My fumehood is now complete and uses 2 4" fans which i can vent out of my work shed. What im planning was just attaching the ducting directly to a fan grill and venting out the side of the shed.

Can anyone see any problems with this or is it a common method of venting? I was wondering if the wind could blow the Nox fumes back over the wooden shed and cause problems?

Another option would be to change from 4" to 2" rhone pipe and duct out and up over the shed maybe a foot or two higher than the roof itself.

Any criticism or suggestions welcome.


----------



## rickbb (Aug 21, 2013)

With 2 - 4" fans you don't want to constrict the flow down to a 2" pipe. I'd go for 6" PVC pipe instead and attach it to a plastic dryer wall vent to keep rain from getting in.


----------



## martymcfly (Aug 21, 2013)

rickbb said:


> With 2 - 4" fans you don't want to constrict the flow down to a 2" pipe. I'd go for 6" PVC pipe instead and attach it to a plastic dryer wall vent to keep rain from getting in.



I was planning just using plastic ducting but can easily get 6" ducting if that was the better choice. I was wondering if the 2" pipe would be too restrictive.

Do you think mounting the plastic vent to the wood would be fine and no reaction would happen with the shed itself? The only other thing i was worried about was the fumes coming back into the shed. This will be my first refine so im not quite sure how much nox fumes im going to be getting.


----------



## rickbb (Aug 21, 2013)

You would want to place the vent well away from any open windows or doors etc. That should prevent any returning fumes. 

How much fume you generate depends on the scale of your digesting and which process you use. 

I put the vent to my table top fume hood around the corner from the door, about 10 to 12 feet away in total and do not have a problem with fumes re-entering the shop. I have the plastic trap door type of dryer vent and the only thing I've noticed is there is a very slight staining to the paint under it and I've been using it for about 6 months now.

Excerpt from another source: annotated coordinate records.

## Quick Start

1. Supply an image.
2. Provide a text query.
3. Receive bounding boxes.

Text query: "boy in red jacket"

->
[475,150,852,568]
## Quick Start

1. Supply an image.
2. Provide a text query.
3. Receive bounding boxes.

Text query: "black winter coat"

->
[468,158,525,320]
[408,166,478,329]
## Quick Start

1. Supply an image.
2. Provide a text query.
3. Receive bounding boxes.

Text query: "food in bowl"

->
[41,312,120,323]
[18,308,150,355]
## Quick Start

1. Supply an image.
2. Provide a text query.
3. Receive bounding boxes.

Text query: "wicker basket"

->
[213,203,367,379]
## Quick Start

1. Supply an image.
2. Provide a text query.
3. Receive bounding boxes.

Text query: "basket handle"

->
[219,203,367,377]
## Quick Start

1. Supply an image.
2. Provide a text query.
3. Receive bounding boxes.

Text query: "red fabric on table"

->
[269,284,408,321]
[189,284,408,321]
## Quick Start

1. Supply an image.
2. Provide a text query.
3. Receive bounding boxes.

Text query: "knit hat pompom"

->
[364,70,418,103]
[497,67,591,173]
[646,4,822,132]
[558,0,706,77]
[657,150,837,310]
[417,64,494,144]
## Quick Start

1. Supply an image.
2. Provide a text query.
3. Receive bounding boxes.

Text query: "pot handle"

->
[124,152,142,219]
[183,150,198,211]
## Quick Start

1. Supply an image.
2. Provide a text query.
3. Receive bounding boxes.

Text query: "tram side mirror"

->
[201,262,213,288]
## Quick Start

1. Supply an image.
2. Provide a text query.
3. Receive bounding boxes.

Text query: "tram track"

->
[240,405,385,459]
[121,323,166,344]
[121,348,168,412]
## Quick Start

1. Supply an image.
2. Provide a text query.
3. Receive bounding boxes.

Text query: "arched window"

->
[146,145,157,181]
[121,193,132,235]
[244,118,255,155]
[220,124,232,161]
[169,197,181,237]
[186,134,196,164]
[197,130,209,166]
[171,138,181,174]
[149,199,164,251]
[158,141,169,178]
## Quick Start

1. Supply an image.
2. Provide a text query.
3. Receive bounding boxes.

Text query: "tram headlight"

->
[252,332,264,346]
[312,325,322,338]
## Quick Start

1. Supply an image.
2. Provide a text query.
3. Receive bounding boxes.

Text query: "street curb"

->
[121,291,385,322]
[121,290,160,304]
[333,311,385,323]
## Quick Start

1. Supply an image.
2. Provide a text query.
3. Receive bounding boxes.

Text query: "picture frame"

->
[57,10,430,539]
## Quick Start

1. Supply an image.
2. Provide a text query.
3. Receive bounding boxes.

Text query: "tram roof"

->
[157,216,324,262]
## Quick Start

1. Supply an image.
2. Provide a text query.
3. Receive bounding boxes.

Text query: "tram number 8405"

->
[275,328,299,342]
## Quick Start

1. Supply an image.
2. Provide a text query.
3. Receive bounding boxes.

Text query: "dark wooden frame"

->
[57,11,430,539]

I do try to hose it down every so often so there is no crud build up under the vent exit.


----------



## jeneje (Aug 24, 2013)

Something to think about here, venting any kind of NO gas outside is dangerous, not only to you but the environment too. trees, flowers, grass, birds will all die from this. A good scrubber setup will help control the fumes. There are several scrubber setups posted here on the forum.

Ken


----------



## rickbb (Aug 24, 2013)

True, a vaccum assited scubber on the reaction vessel is the best way to deal with noxious gasses. But the work area still needs to be vented safely with a fume hood.


----------



## Smack (Aug 24, 2013)

What's keeping the fumes from recirculating back through your shed and you?


----------



## rickbb (Aug 25, 2013)

Smack said:


> What's keeping the fumes from recirculating back through your shed and you?



Distance from any opening + dissipation into the atmosphere + small amount of noxious fumes to begin with.

Fume hoods should not be the primary means of dealing with concentrated fumes, but only as a means to provide the worker a safe breathable work space.


----------



## Smack (Aug 25, 2013)

That question was directed at the OP.


----------



## rickbb (Aug 25, 2013)

oh, sorry, my bad.


----------